Hodjat of Sentient spent much of his career focused on the language-detection technology behind smartphone digital assistants. Several employees from his previous company, Dejima, went on to create Apple’s Siri. Rather than join, he chose to focus on advances in artificial intelligence. His career goals didn’t include finance, but he sees markets as one of the most promising applications for the technology. The vast amounts of publicly available data, along with stronger computers to analyse it for patterns, make the field an ideal fit. “That is the fuel for AI,” he says.
Sentient’s system is inspired by evolution. According to patents, Sentient has thousands of machines running simultaneously around the world, algorithmically creating what are essentially trillions of virtual traders that it calls “genes.”
These genes are tested by giving them hypothetical sums of money to trade in simulated situations created from historical data. The genes that are unsuccessful die off, while those that make money are spliced together with others to create the next generation. Thanks to increases in computing power, Sentient can squeeze 1,800 simulated trading days into a few minutes.
An acceptable trading gene takes a few days and then is used in live trading. Employees set goals such as returns to achieve, risk level and time horizon, and then let the machines go to work. The AI system evolves autonomously as it gains more experiences.
Sentient typically owns a wide-ranging batch of US stocks, trading hundreds of times per day and holding positions for days or weeks. “We didn’t impose that on the system,” says Jeff Holman, the company’s chief investment officer. “The artificial intelligence seems to agree with what you get from human intelligence that it’s better to spread your bets and have a more diversified portfolio.”
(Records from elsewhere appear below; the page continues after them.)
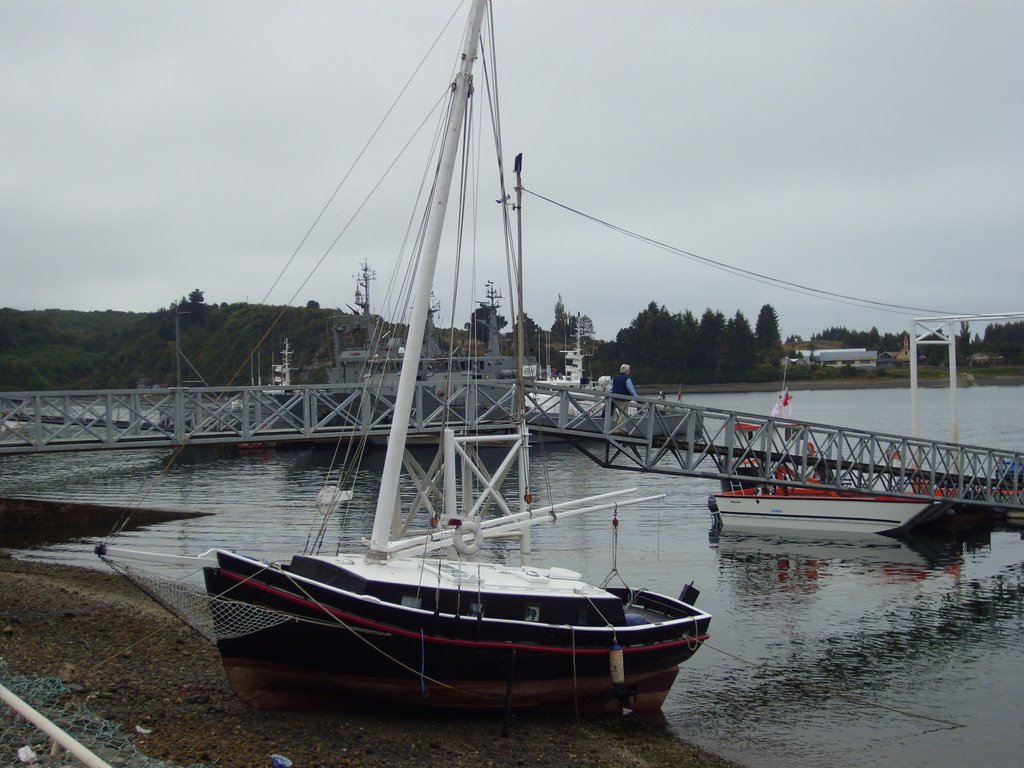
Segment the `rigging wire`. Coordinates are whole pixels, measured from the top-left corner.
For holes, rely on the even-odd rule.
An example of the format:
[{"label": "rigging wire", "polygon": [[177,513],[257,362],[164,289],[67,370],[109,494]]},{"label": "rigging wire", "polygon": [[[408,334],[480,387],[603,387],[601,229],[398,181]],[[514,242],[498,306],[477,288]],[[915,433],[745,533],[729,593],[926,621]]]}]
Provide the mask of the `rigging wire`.
[{"label": "rigging wire", "polygon": [[836,293],[835,291],[826,291],[821,288],[814,288],[812,286],[804,286],[799,283],[794,283],[790,280],[782,280],[781,278],[773,278],[770,274],[763,274],[762,272],[755,272],[751,269],[744,269],[742,267],[733,266],[732,264],[727,264],[724,261],[717,261],[715,259],[709,258],[707,256],[700,256],[698,254],[692,253],[690,251],[685,251],[682,248],[677,248],[676,246],[669,245],[667,243],[662,243],[660,241],[654,240],[653,238],[648,238],[639,232],[632,231],[625,227],[612,224],[609,221],[593,216],[589,213],[585,213],[579,209],[572,208],[564,203],[559,203],[556,200],[545,197],[539,193],[531,189],[523,189],[523,191],[532,195],[538,200],[543,200],[545,203],[550,203],[556,208],[561,208],[564,211],[575,214],[582,218],[592,221],[601,226],[607,227],[620,234],[625,234],[627,238],[632,238],[633,240],[638,240],[641,243],[646,243],[648,245],[659,248],[663,251],[668,251],[670,253],[683,256],[691,261],[696,261],[705,266],[710,266],[715,269],[721,269],[722,271],[727,271],[740,278],[745,278],[746,280],[753,280],[757,283],[763,283],[765,285],[770,285],[775,288],[781,288],[786,291],[792,291],[793,293],[799,293],[804,296],[813,296],[815,298],[825,299],[827,301],[836,301],[841,304],[850,304],[851,306],[859,306],[863,308],[880,309],[886,312],[893,312],[896,314],[906,314],[907,312],[914,313],[933,313],[933,314],[955,314],[946,309],[928,309],[914,306],[906,306],[904,304],[894,304],[885,301],[873,301],[871,299],[863,299],[857,296],[848,296],[846,294]]}]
As impressive as Sentient’s technology appears, it’s hard to know if it works. The company says the AI system is beating internal benchmarks, but won’t disclose what those are. It shares little about the data used for the AI’s decision-making and isn’t profitable. The company plans to bring in outside investors later this year. Holman, a Wall Street veteran who joined last year, said the company is limited on what it can say by US Securities Exchange Commission rules restricting marketing by hedge funds that are raising money. “The platform is solid,” he says. “It doesn’t look like any other strategy I’ve seen.”
Anthony Ledford, the chief scientist at the US$19 billion hedge fund Man AHL in London, warns of putting too much faith in this branch of artificial intelligence without more evidence. Man AHL uses machine learning for a portion of its clients money, and Ledford is encouraged by the results. While the company is exploring a standalone machine-learning strategy, he says it’s too early to declare success. “There’s a lot of hype and promise,” Ledford says. “But when you actually ask people how many hundreds of millions dollars they are trading, many of them don’t come back with much at all.”
Little performance data is available about AI-focused hedge funds. One index that tracks 12 pools that utilize AI as part of its core strategies, called Eurekahedge AI Hedge Fund Index, returned 5 percent last year. That’s slightly better than the average hedge fund, but trailed the S&P 500.
Tristan Fletcher, who wrote his doctoral thesis on machine learning in financial markets and works for a hedge fund, says investors may be reluctant to turn over their money completely to a machine. “I know how conservative investors are and I know of no one who would put their money in a system that’s fully systematic,” says Fletcher. “Machine learning isn’t a panacea for everything. You need people who have literal thinking.”
Chen Chen worked for Sentient until 2012 as an analyst. In August 2011, while the company was still known as Genetic Finance and operating in secret, the system was trading when Standard & Poor’s downgraded the US’s credit rating for the first time, sending markets into turmoil. Chen, now a trader in Hong Kong, went back to review the system’s performance for the day and saw it had outperformed the market and made money. He notes that there was no precedent for a US downgrade and wonders how Sentient’s AI system made its decisions. “That was a big surprise,” he says.